As empresas da iniciativa privada desenvolvem uma série de projetos isolados,
que têm por vezes o mesmo objetivo. Falta coordenação entre elas para
criarem bases conjuntamente.
Já as empresas prestadoras de serviço se vêem obrigadas a executar o trabalho
de mapeamento e digitalização para atender as necessidades dos clientes.
O mesmo ocorrendo com outros tipos de bases de dados, como perfis demográficos
e sócio-econômicos.
Nota-se também, que está havendo uma incrível prática por parte das prefeituras
de realizarem projetos utilizando o geoprocessamento. Estes projetos têm,
em geral, como um de seus pilares a preparação de uma base digitalizada
dos logradouros, bem como dos lotes pertencentes às quadras da localidade.
Isto tem ocorrido com bastante intensidade no interior de São Paulo.
O município do Rio de Janeiro já disponibilizou para a população a base
digitalizada da cidade em CD-ROM. Nela, estão contidas informações georeferenciadas
da cidade, como escolas municipais, corpo de bombeiros, pontos turísticos
e outras informações relacionadas aos logradouros da cidade. Neste produto,
o usuário pode inserir pontos, bem como criar mapas temáticos. O fato
negativo é que a prefeitura não disponibiliza a base bruta para que comunidade
possa desenvolver aplicações em ambiente GIS com outros softwares.

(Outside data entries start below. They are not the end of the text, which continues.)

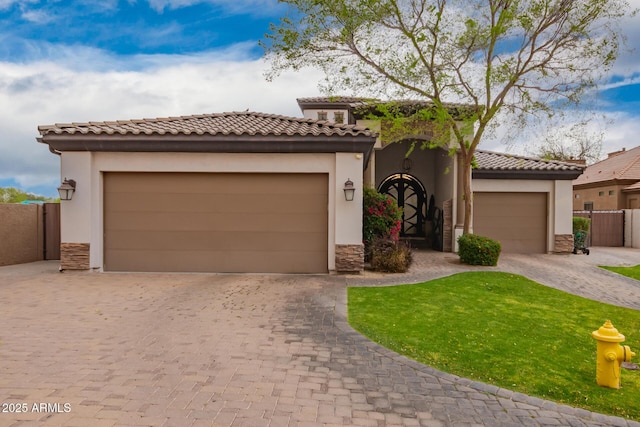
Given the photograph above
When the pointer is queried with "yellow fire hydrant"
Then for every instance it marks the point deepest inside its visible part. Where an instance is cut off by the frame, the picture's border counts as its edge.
(610, 355)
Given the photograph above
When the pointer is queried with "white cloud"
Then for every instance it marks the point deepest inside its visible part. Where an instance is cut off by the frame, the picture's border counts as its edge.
(235, 7)
(45, 93)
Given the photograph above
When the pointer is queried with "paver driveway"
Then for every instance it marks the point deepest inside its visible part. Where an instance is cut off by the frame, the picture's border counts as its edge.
(205, 349)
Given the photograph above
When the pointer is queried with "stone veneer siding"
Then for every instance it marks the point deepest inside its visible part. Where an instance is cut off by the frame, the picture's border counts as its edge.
(74, 256)
(349, 258)
(563, 243)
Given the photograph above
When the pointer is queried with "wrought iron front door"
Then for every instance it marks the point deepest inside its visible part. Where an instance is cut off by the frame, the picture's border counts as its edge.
(411, 197)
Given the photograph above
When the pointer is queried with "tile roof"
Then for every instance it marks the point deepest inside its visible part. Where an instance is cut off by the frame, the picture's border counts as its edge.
(622, 166)
(491, 161)
(352, 100)
(234, 123)
(633, 187)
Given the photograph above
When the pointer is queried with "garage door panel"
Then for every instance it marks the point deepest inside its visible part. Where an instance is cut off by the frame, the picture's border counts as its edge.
(263, 203)
(216, 222)
(239, 222)
(517, 220)
(192, 183)
(216, 241)
(196, 261)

Existem outros inúmeros exemplos que demonstram a iniciativa isolada e
pouco coordenada no desenvolvimento de bases de dados. Isto traz, sem
dúvida, duplicação de esforços, resultando em maiores custos nos projetos.

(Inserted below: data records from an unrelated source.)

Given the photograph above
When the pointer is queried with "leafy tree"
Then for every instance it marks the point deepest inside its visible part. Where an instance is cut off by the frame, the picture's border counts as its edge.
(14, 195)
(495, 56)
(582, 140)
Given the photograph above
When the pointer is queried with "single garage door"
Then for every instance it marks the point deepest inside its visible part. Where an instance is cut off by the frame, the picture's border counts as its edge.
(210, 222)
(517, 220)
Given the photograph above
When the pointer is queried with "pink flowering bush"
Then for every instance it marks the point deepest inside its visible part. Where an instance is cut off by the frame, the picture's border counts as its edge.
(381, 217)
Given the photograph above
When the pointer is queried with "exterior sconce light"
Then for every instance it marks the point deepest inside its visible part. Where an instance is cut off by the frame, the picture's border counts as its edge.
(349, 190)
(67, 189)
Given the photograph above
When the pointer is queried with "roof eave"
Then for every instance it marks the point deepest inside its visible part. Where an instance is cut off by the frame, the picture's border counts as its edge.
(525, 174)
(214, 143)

Falta por parte do governo federal uma política que incentive, regulamente
e estabeleça regras e responsabilidades no que diz respeito à preparação
de bases de dados.
Novas tendências
O que podemos perceber como novas tendências no uso de GIS na logística
relaciona-se ao desenvolvimento de produtos que compartilham a tecnologia
GIS com bases de dados específicas, o uso da internet para veicular
mapas e disponibilizar informações para os clientes on-line e a
intensificação no uso de SDSS nas empresas.

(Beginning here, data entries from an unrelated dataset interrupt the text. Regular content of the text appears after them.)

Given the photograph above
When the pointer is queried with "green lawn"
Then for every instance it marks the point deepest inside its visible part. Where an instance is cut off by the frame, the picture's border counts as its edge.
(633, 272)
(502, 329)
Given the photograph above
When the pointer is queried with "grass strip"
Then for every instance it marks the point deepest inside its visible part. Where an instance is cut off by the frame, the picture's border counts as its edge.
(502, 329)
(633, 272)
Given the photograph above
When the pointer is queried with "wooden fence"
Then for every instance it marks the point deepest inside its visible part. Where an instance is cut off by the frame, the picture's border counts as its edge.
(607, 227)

O desenvolvimento de novos produtos visam facilitar a utilização de recursos
GIS na solução de vários problemas. Estes produtos são baratos e de fácil
acesso, e em geral disponobilizam um desktop mapping juntamente
com uma base de dados específica. Um exemplo deste tipo de produto foi
lançado recentemente em São Paulo.
O uso da internet para veicular mapas já é bastante comum nos EUA.
Esta opção é adotada porque tem um custo baixo e possibilita atender o
cliente de forma diferenciada.
Por fim, está sendo esperado um aumento significativo na utilização de
SDSS nas empresas. Isto é justificado pelo aumento do número de variáveis,
principalmente geográficas, consideradas nas análises. Com isso, as decisões
ficam cada vez mais complexas e a necessidade do uso de tal ferramenta
torna-se fundamental para a competitividade da empresa. Algumas organizações
já estão adotando os SDSS na formulação do planejamento estratégico.